Two hours later, I sit in the back of a car, hopscotching down a gravel road in a tiny, nearly forgotten, Ohio town. I try to tune out the rumble of the tires. From the car window, I look out to see the uncared-for houses of Dillonvale. Tall weeds sprout wildly through cobblestone walkways, and shingles on roofs have corroded into dusty cracked slates. An untethered dog barks in a driveway. A garden hose dribbles into a drain. I wonder how many doors the owners have cared to lock. The houses look broken and abandoned, but I know how much care still lives inside these homes. I think about that for a while, the care. I drift further into thought, the monotonous churn of gravel lulling me slowly into sleep. I sleep until the car grinds to a stop, spraying small stones across the road. I wake to see my gentle reflection in the window. After a moment I look past it, and painfully, remember my destination.
My grandpa (we called him Pap-Pap) was a strong, wide man with a full, bushy mustache under his nose, a horseshoe landed in the coarse sand of his face. He had a cutout of John Wayne in his garage window, an obsession with West Highland Terriers, a rocking chair that he loved, and this triumphant wheeze of a laugh. I always remember Pap-Pap’s mustache, though. Growing a mustache like that was a legacy for the men in our family; that, and the male-pattern baldness. The mustache was unkempt and wily and uncontrollable. He was full of life, of love. I recall being thrown over his shoulder when I was a boy, and I would feel the prickle of that mustache as he kissed my forehead and cheeks and nose, the wheeze of his laugh trailing as he gently lowered me to the ground.

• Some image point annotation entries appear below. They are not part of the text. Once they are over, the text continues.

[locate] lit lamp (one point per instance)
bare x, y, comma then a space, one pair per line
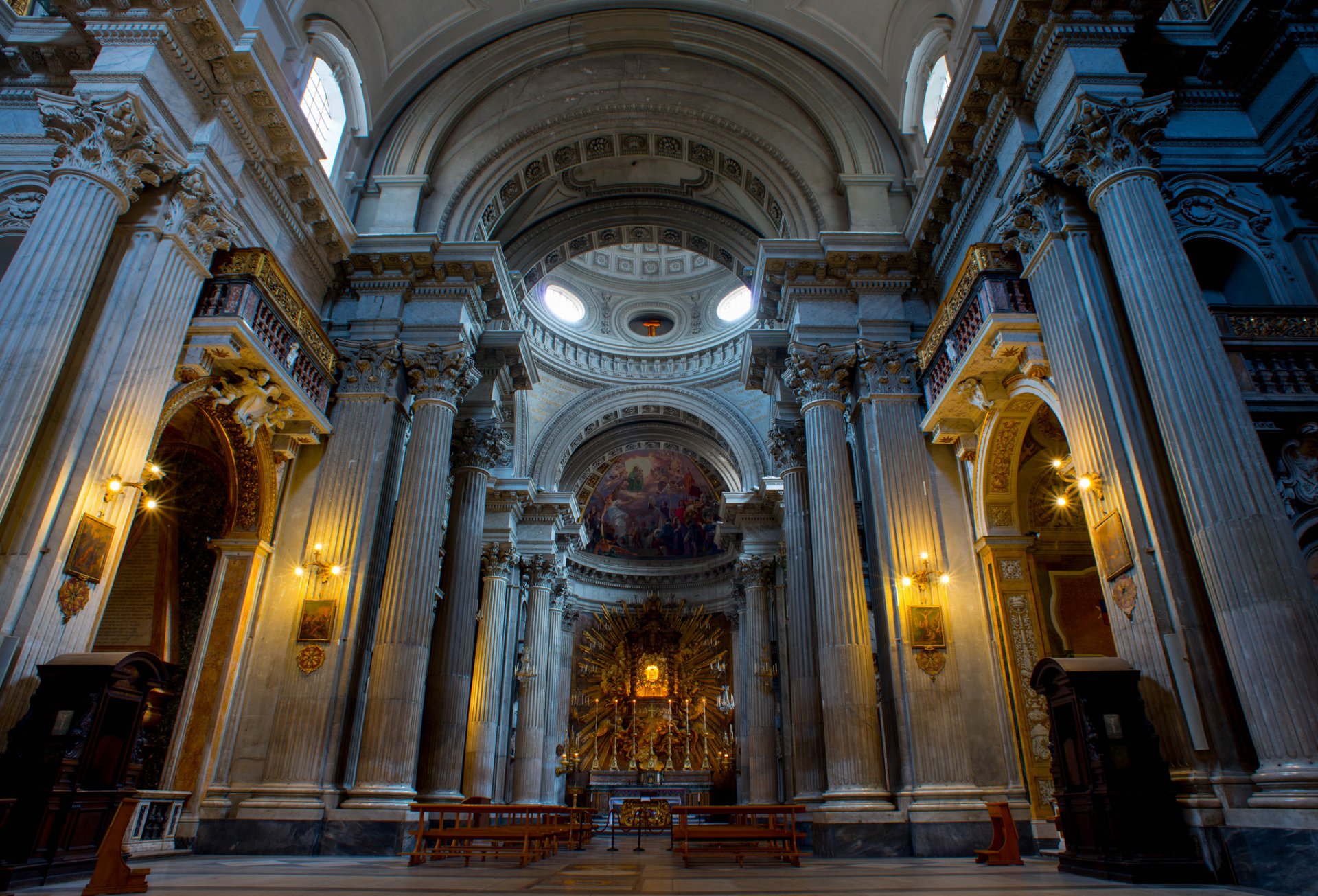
922, 579
318, 567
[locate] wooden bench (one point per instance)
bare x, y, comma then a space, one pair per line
769, 831
527, 831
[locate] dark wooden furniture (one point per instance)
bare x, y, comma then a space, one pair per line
1005, 847
525, 831
73, 758
766, 831
1115, 804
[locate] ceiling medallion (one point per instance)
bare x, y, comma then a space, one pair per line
312, 658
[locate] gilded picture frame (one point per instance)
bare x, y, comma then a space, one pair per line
316, 619
927, 629
90, 549
1111, 549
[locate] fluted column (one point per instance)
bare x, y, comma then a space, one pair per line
349, 516
787, 446
555, 721
534, 672
452, 649
391, 729
1260, 593
822, 378
104, 154
104, 413
757, 702
484, 715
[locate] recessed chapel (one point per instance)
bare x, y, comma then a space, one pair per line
892, 420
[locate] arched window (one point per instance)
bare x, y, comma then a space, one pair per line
322, 103
935, 91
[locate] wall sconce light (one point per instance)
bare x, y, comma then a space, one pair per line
318, 567
116, 484
922, 579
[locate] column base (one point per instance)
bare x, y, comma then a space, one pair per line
1285, 787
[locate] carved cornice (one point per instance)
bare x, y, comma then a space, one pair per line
441, 372
889, 368
819, 374
480, 444
498, 559
1109, 137
368, 368
540, 570
194, 215
756, 571
108, 140
787, 444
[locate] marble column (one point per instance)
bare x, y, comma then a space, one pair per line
787, 446
349, 516
485, 711
1246, 547
103, 415
759, 744
557, 721
534, 672
822, 380
104, 154
478, 447
391, 728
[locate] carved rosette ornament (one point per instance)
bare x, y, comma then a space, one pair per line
537, 570
756, 571
889, 369
497, 559
1109, 137
196, 218
819, 374
106, 140
441, 374
478, 444
368, 368
787, 444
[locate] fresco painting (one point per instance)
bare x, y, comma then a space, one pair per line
653, 504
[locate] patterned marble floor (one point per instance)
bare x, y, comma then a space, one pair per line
594, 870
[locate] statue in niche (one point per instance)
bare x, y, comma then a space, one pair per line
1297, 470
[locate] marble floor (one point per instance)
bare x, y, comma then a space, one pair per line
596, 870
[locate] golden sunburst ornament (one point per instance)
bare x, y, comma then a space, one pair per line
312, 658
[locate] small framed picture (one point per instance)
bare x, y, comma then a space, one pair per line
1111, 547
927, 628
316, 621
91, 546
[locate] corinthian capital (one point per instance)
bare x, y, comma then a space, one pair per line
368, 368
538, 570
478, 444
497, 559
442, 372
196, 218
787, 444
819, 374
1110, 136
106, 139
756, 571
889, 368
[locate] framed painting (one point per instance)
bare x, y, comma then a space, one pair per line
91, 546
316, 619
927, 628
1111, 547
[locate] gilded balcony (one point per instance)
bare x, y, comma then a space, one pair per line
984, 331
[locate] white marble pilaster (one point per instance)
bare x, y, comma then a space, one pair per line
787, 446
488, 671
822, 380
1246, 547
391, 731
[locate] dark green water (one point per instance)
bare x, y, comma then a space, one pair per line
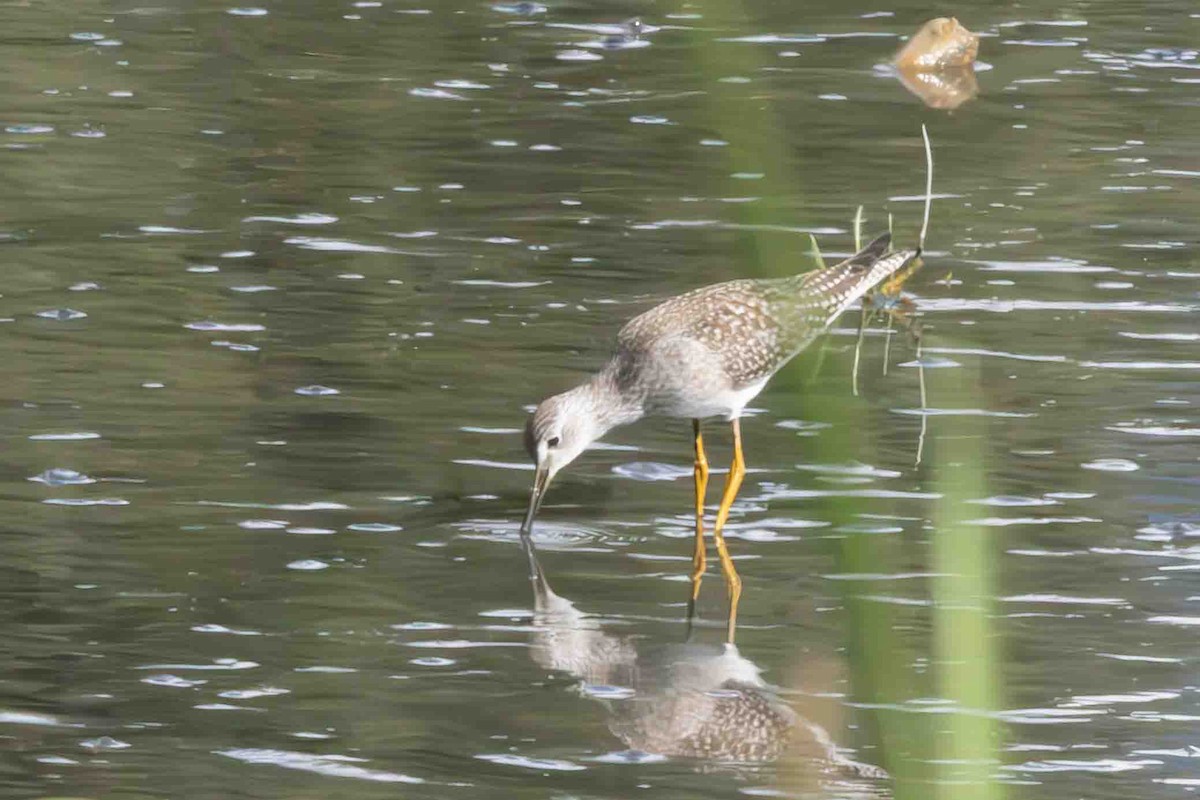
280, 287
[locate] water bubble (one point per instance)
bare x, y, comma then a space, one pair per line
373, 527
64, 437
105, 743
307, 565
577, 55
540, 764
432, 661
317, 390
641, 470
1111, 465
61, 314
29, 128
234, 328
523, 8
263, 524
63, 476
173, 681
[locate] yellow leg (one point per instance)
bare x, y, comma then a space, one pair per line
732, 483
699, 559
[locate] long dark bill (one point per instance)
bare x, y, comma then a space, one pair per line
540, 480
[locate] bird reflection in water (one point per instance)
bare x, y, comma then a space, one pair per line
702, 701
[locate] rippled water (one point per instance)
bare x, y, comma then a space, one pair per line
281, 283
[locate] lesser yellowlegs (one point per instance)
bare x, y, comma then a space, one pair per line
706, 353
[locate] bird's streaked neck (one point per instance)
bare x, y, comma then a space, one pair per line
607, 404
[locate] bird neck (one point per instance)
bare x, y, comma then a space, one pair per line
610, 403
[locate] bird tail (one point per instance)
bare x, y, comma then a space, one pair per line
827, 293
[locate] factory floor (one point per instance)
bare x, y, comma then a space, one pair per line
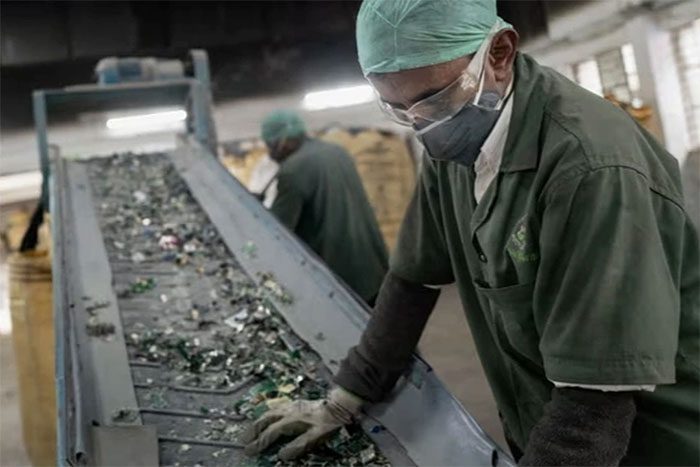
446, 344
12, 452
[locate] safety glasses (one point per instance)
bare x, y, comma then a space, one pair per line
447, 102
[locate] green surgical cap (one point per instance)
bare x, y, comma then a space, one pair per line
395, 35
282, 124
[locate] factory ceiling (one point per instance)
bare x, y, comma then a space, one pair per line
255, 47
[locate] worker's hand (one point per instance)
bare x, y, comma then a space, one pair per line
309, 422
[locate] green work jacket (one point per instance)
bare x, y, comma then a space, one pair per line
320, 198
579, 265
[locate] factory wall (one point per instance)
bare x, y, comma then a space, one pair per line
602, 26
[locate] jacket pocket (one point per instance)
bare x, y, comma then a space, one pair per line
514, 321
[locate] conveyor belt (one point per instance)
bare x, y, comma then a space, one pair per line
170, 302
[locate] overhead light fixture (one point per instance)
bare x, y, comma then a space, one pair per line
340, 97
147, 123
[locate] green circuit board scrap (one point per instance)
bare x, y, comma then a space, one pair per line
228, 336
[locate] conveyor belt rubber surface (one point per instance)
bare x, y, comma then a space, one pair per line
207, 348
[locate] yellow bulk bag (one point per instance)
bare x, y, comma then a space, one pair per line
33, 341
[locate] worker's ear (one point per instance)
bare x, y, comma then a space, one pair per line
502, 54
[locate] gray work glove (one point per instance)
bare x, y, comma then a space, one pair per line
309, 422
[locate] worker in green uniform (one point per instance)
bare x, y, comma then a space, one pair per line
320, 198
563, 225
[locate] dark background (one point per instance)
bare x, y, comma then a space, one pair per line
255, 48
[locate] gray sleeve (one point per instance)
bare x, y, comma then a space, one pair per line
385, 350
582, 427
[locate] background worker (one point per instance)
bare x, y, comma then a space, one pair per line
320, 198
563, 224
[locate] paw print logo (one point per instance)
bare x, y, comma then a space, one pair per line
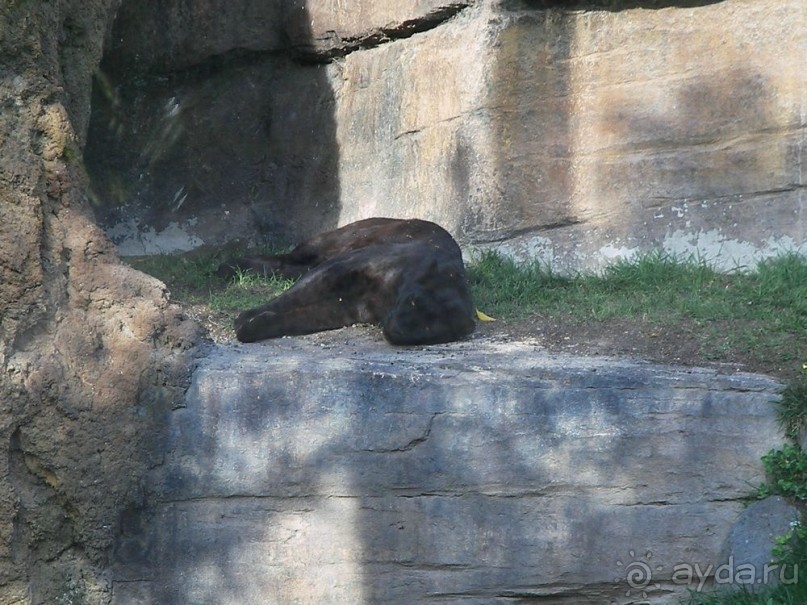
638, 572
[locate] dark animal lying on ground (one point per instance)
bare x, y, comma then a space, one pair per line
407, 275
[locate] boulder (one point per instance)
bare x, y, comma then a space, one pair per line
340, 470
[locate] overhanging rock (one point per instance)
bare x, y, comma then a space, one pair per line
315, 470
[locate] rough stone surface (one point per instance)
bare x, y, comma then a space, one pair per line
91, 352
573, 136
747, 555
341, 470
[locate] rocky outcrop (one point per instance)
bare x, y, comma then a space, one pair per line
91, 353
554, 131
335, 469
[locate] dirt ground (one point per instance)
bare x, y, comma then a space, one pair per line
676, 345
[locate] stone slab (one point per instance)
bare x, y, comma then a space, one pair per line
337, 469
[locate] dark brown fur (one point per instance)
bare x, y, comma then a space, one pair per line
407, 275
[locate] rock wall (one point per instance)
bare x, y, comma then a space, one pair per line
324, 471
91, 353
571, 134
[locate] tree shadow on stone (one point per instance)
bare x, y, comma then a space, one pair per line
206, 127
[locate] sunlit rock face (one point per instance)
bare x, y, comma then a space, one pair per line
91, 352
573, 136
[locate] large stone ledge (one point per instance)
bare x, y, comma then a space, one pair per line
320, 471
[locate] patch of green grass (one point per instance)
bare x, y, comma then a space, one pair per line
759, 315
192, 280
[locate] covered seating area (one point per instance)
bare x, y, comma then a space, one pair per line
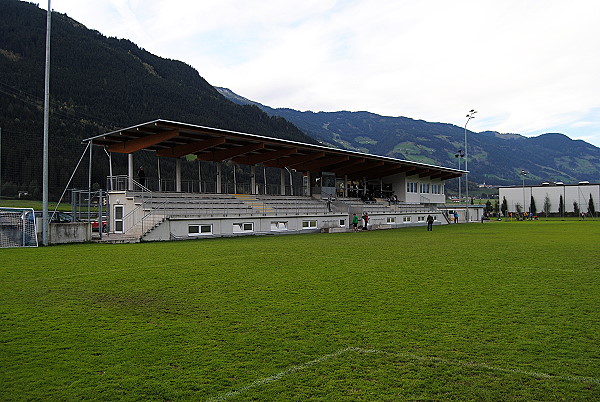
328, 181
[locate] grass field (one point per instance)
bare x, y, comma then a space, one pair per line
494, 311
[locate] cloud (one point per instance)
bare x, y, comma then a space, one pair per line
527, 67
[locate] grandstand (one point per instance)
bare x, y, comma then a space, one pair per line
335, 185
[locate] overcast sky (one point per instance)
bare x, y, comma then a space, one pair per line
527, 66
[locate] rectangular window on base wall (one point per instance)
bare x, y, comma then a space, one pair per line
278, 226
309, 224
199, 230
243, 227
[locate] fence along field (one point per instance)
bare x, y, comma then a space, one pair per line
494, 311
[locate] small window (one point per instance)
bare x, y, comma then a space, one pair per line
197, 230
278, 225
243, 227
309, 224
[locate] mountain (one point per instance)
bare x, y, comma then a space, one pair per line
493, 158
98, 84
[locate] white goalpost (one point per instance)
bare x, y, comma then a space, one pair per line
17, 228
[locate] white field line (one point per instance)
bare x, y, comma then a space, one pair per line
411, 356
288, 371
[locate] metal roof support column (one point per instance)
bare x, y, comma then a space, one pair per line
253, 179
199, 175
346, 185
130, 172
178, 175
158, 170
218, 189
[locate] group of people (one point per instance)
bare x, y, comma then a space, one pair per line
364, 218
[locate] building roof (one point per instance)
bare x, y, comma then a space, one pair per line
552, 185
173, 140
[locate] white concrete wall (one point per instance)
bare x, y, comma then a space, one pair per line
400, 188
570, 193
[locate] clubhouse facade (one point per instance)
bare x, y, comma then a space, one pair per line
248, 184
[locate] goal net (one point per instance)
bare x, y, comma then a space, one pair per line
17, 228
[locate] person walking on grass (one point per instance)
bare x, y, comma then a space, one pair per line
366, 220
429, 223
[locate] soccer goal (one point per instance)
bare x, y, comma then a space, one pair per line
17, 228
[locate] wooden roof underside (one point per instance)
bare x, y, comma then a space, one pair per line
175, 140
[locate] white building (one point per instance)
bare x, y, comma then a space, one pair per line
571, 193
331, 185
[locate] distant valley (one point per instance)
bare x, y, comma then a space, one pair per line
494, 158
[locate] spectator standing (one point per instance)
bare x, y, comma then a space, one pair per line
355, 223
429, 223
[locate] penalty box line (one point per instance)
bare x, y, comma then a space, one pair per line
294, 369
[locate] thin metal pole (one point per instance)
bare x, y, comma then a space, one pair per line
90, 183
45, 225
469, 117
0, 163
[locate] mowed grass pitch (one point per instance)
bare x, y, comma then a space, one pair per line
491, 311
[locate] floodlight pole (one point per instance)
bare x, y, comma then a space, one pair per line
459, 154
470, 115
523, 174
45, 228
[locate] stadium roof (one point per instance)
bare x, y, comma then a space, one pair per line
174, 140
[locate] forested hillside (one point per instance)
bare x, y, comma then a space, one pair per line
98, 84
494, 158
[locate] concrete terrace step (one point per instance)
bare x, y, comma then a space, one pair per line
254, 202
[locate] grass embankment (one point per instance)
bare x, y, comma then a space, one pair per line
494, 311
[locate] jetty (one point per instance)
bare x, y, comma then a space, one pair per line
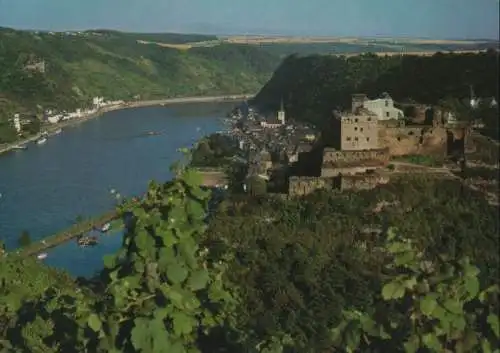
68, 234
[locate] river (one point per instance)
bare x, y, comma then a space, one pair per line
46, 187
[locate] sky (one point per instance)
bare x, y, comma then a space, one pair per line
438, 19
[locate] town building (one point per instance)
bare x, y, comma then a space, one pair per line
17, 123
281, 114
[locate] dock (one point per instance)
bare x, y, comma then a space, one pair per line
68, 234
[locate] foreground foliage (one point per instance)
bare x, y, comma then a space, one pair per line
432, 305
273, 275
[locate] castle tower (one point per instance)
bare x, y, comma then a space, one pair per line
358, 101
281, 114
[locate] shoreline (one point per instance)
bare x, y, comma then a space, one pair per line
50, 129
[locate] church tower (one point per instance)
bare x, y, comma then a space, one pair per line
281, 114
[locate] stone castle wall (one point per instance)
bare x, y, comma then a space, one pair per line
362, 182
334, 172
335, 158
411, 140
299, 186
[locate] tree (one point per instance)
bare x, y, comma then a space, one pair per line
433, 305
256, 186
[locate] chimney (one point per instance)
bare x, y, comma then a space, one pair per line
358, 101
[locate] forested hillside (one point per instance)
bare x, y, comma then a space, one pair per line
79, 66
314, 85
274, 276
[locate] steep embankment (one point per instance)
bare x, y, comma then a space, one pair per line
65, 70
312, 86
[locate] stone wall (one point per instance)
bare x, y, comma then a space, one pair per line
337, 159
299, 186
412, 140
334, 172
362, 182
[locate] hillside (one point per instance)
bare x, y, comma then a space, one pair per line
313, 86
78, 66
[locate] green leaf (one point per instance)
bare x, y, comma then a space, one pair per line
198, 280
183, 324
139, 334
176, 273
412, 345
494, 324
94, 322
109, 261
472, 286
428, 304
352, 336
453, 306
192, 178
393, 290
196, 209
142, 239
431, 341
485, 346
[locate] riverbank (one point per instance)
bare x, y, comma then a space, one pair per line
51, 129
68, 234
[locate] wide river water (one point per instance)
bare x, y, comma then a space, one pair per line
46, 187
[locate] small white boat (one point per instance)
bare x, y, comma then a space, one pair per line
105, 228
42, 256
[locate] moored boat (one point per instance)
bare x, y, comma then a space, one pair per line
19, 147
41, 140
87, 241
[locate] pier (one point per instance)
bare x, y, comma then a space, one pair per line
68, 234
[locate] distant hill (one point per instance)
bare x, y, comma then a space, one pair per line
312, 86
65, 69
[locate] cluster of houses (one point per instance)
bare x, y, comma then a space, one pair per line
271, 143
54, 117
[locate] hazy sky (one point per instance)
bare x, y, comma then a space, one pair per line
415, 18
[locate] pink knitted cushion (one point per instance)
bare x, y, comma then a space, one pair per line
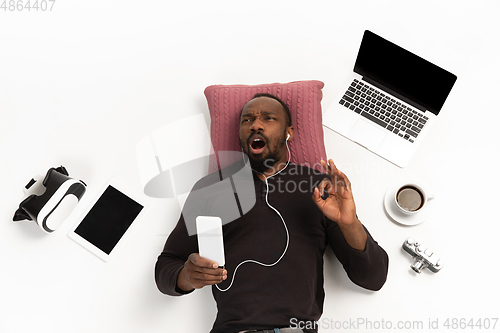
302, 97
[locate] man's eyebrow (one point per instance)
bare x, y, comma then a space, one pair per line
265, 113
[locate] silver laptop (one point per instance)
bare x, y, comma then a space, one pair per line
391, 100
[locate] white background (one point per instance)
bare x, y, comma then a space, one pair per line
80, 85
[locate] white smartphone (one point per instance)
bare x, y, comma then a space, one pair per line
210, 240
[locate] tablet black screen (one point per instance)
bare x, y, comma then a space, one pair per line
108, 220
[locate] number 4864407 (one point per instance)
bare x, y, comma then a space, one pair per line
27, 5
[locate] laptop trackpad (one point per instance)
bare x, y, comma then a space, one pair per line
367, 135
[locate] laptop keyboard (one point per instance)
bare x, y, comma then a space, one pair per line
383, 110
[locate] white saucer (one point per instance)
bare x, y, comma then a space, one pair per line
399, 217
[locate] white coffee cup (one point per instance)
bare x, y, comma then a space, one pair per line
411, 198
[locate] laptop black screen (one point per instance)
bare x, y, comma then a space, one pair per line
402, 73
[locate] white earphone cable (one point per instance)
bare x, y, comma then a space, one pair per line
282, 219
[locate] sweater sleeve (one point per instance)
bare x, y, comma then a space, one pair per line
178, 247
368, 268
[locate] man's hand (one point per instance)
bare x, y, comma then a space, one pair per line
199, 272
339, 205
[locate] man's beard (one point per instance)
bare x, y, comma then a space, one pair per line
267, 160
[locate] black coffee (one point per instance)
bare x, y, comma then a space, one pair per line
410, 198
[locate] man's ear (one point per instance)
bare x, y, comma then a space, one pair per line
290, 133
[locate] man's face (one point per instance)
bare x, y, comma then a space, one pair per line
263, 131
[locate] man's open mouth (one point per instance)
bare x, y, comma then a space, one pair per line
257, 145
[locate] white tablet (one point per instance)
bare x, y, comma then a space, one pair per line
108, 219
210, 238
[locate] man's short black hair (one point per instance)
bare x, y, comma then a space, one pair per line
287, 110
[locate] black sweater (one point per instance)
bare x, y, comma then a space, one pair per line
268, 297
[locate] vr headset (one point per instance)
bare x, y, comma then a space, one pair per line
46, 199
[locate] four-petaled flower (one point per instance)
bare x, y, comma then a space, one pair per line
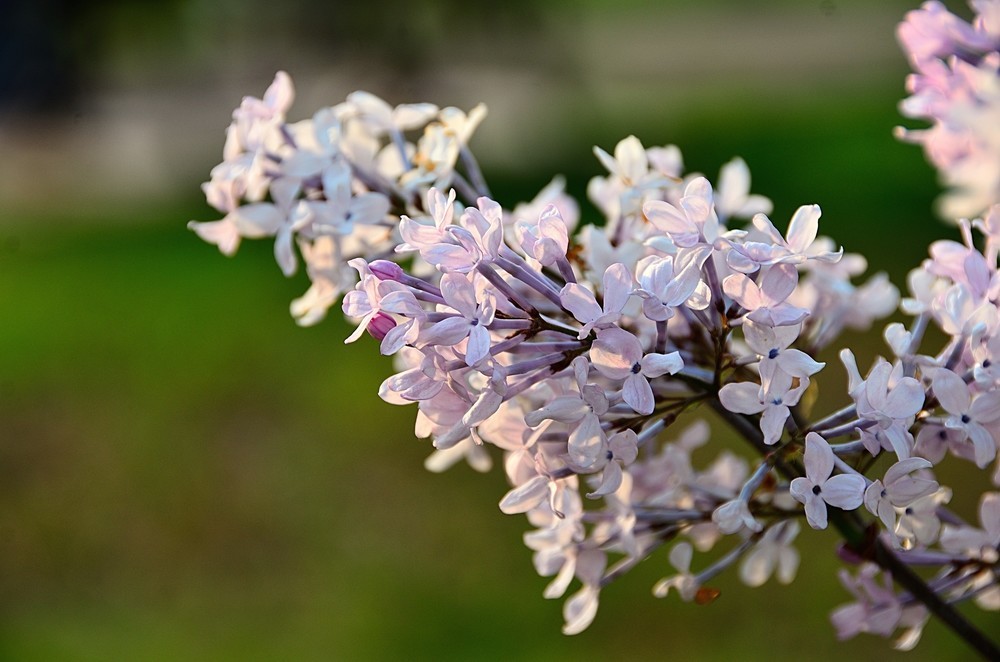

I hadn’t realized how frail he’d become.
The funeral home was quiet, stocked with comfortable seats, flower arrangements, tiny twist-off water bottles, tissues if needed. Family and friends, an assortment of suits and biker jackets, gathered and talked in hushed voices. Even the most brash of the men, who rode in on belching Harleys, kept a soft, reverent tone. A number greeted me with a punch, to the stomach or side or back, but as the dull pain of impact faded, I felt the gentle afterbirth of condolence in every blow.
Once I’d plied my way through reunions, punches, and hugs, I approached the casket with steady, focused footing. I stopped, and inhaled slowly through my nose. I hadn’t seen Pap-Pap for several months before his passing, but I saw now starkly that the image of the powerful, wonderful man that I knew in my youth had, like a flower far past its season, wilted. The jowl of his face was pulled close. His lips were purposefully pursed, hair combed back neatly, fingers so thin that they looked like my own. I noticed the winding of thin thread behind his eyelids. But these details were insignificant. The truly jarring change was that Pap-Pap’s mustache had been shaved down to a sophisticated chevron, neatly trimmed along the edges. I’d never seen it so controlled, so purposefully manicured. I leaned over my grandfather to see his face.
A strange, powerful feeling welled in me then, and familiar noise- the buzz of a razor. With Pap-Pap’s face so carefully ordered, so neatly, routinely trimmed, I found I was once again looking across the sink, studying my face. I studied it just the same, taking in each feature, finding the careful order of each razor glide—but this time I saw to the bones beneath. The familiar nose and cheekbones, his jaw wound tightly in silence, like my own. I saw past the bones to the breath that we share. I saw all the way past Pap-Pap too, to a boat that staggered across the sea, to Italy, to a land without name, to far before that, to Eden, to another Adam—the one that shriveled priest spoke of in his sermon at the wake.
As I studied my grandfather’s face like a mirror, I no longer wondered how my face defines me.